¿Cuántas variedades de Pan de Muerto existen en México?

La festividad de Día de Muertos incluye elementos que son indispensables en esta tradición arraigada en el alma nacional, como el Pan de Muerto, del cual existen en el país alrededor de 750 variedades.

Ana Beatriz Castañón, responsable de la panadería “La Virgen del Camino”, de la Ciudad de México, explicó que en el país se han contabilizado entre 3,500 y 5,000 variedades de pan dulce y salado pero que, en el caso de la festividad de Día de Muertos, la industria de la panificación tiene identificada la cantidad mencionada.

Castañón recordó que en 1999 la Cámara Nacional de la Industria Panificadora (Canainpa) convocó a panaderos de todos los estados, a que trajeran panes ceremoniales a un encuentro que se realizó en el Zócalo de la Ciudad de México.

“Teníamos un cálculo aproximado de unos 80 panes.
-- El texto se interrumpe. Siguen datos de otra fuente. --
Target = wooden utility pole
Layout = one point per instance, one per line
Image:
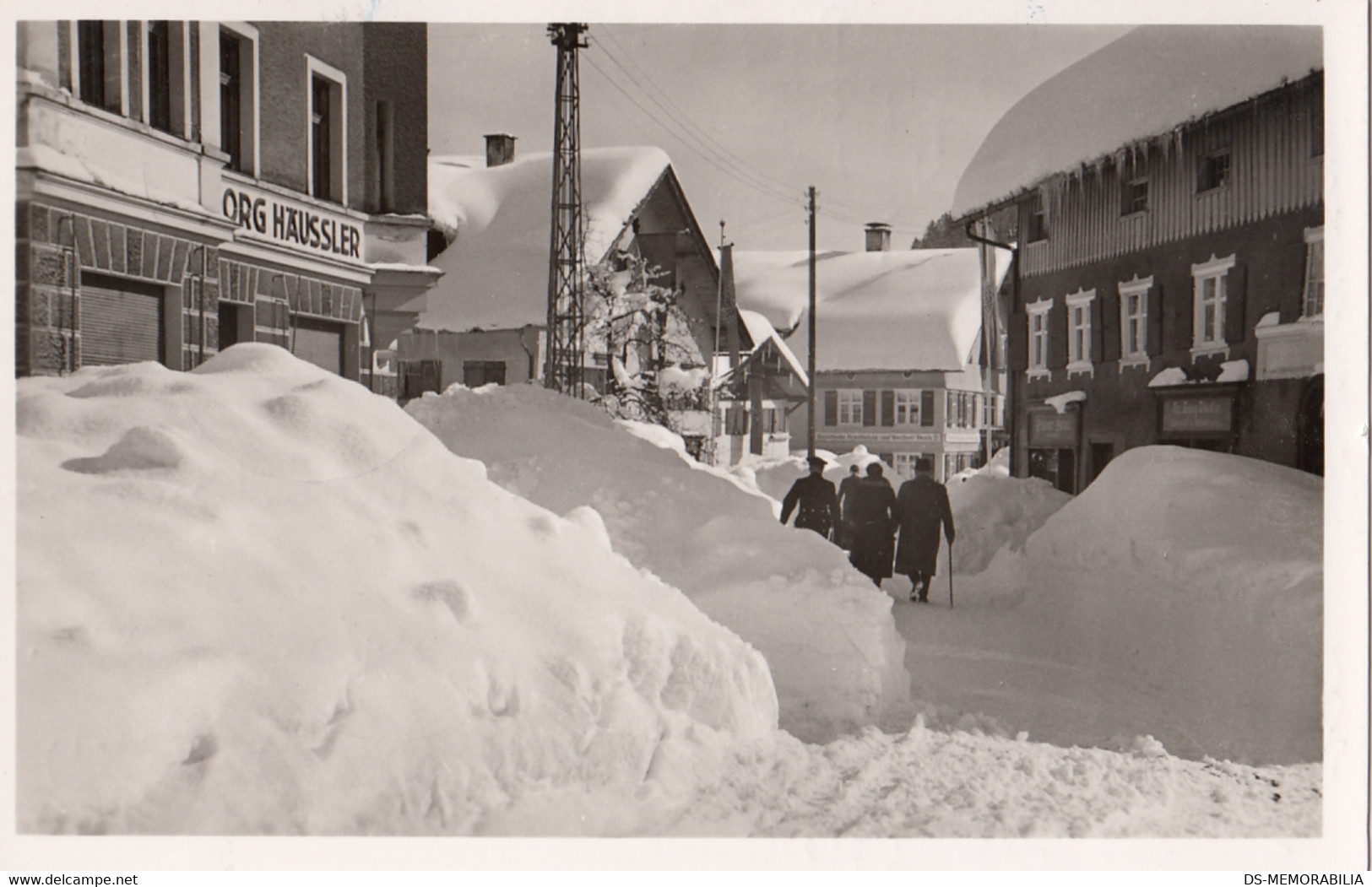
(811, 366)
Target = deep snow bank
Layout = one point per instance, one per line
(827, 635)
(257, 598)
(1180, 592)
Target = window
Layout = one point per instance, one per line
(476, 373)
(1214, 171)
(1079, 331)
(160, 76)
(904, 463)
(230, 103)
(849, 406)
(1209, 280)
(961, 408)
(327, 132)
(907, 406)
(237, 96)
(1134, 321)
(99, 68)
(1038, 338)
(1135, 197)
(1036, 222)
(1313, 299)
(384, 180)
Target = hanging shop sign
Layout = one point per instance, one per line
(1049, 430)
(1196, 416)
(292, 224)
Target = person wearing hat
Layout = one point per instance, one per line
(816, 500)
(873, 525)
(922, 505)
(847, 492)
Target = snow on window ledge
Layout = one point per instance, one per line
(1060, 402)
(1168, 377)
(1234, 372)
(1082, 368)
(1203, 351)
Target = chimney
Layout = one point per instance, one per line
(500, 149)
(878, 237)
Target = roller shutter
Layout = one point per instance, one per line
(121, 321)
(320, 343)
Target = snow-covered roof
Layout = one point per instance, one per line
(496, 270)
(762, 332)
(1148, 83)
(888, 310)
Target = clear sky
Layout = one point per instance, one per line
(880, 118)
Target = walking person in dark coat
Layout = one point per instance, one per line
(873, 525)
(847, 491)
(922, 505)
(816, 500)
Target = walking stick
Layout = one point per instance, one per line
(950, 575)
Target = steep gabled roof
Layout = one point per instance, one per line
(1147, 84)
(498, 219)
(892, 310)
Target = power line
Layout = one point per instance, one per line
(685, 120)
(733, 173)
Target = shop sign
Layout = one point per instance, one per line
(880, 436)
(292, 224)
(1051, 430)
(1196, 416)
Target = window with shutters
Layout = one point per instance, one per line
(327, 144)
(1038, 339)
(1079, 332)
(1313, 299)
(237, 96)
(1209, 291)
(907, 406)
(1134, 321)
(849, 406)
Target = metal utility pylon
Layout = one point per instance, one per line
(563, 369)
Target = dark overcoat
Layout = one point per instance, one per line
(818, 505)
(847, 489)
(873, 527)
(922, 506)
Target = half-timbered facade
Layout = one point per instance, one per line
(1172, 291)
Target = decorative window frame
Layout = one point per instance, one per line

Cuál fue nuestra sorpresa que llegaron más de 750 panes exclusivos para las fiestas de Día de Muertos”, dijo la empresaria.

Entre los panes más solicitados y que todavía se elaboran en algunas panificadoras, se encuentran las “Ánimas” —unos más elaborados y otros simples—, así como los “Alamares”, las “Cruces”, el “Negrito” —que va en un ataúd—, y el pan Pan de Muerto de ajonjolí y el de azúcar, que es el que más conoce la gente.

Una de las ‘estrellas’ de la panadería mexicana

Ana Beatriz Castañón, quien ofreció un recorrido por la panadería —donde se elaboran panes de forma tradicional, con el uso de máquinas sólo para mezclar la masa—, explicó que el Pan de Muerto representa al cuerpo de un difunto y las canillas al esqueleto.

La receta para la elaboración de un Pan de Muerto como el que conoce la mayoría de la gente incluye ingredientes como ralladura de naranja y agua de azahar.

Existen dos tipos clásicos de masa para panes especiales: el primero es el príncipe, que se usa para el Pan de Muerto, y el otro es la reina para la Rosca de Reyes, explicó la empresaria.

Se trata de masas con mucha materia prima, por lo que para elaborar estos productos se debe hacer primero una pequeña cantidad, que se pondrá a fermentar y que es la que va a ayudar a hacer la siguiente. Se debe esperar unas 48 horas.

“De ahí vamos a sacarlos y empezar a armar el pan y todavía lo voy a mandar a reposo otro tiempo, ya que llega a su máximo desarrollo para llegar al horno”, detalló Ana Beatriz Castañón.

La responsable de la panadería subrayó que el pan mexicano todavía es una artesanía —aunque haya máquinas que ayudan a revolver, porque las fábricas trabajan con volúmenes grandes—, pero que todo lo demás se hace a mano, pieza por pieza.

Ana Beatriz Castañón recordó que la tradición de Pan de Muertos es un fruto de la fusión de las dos culturas que dieron origen a México —la indígena y la española—. La sociedad contemporánea guarda raíces de rendir un tributo a los muertos y qué mejor que con el pan.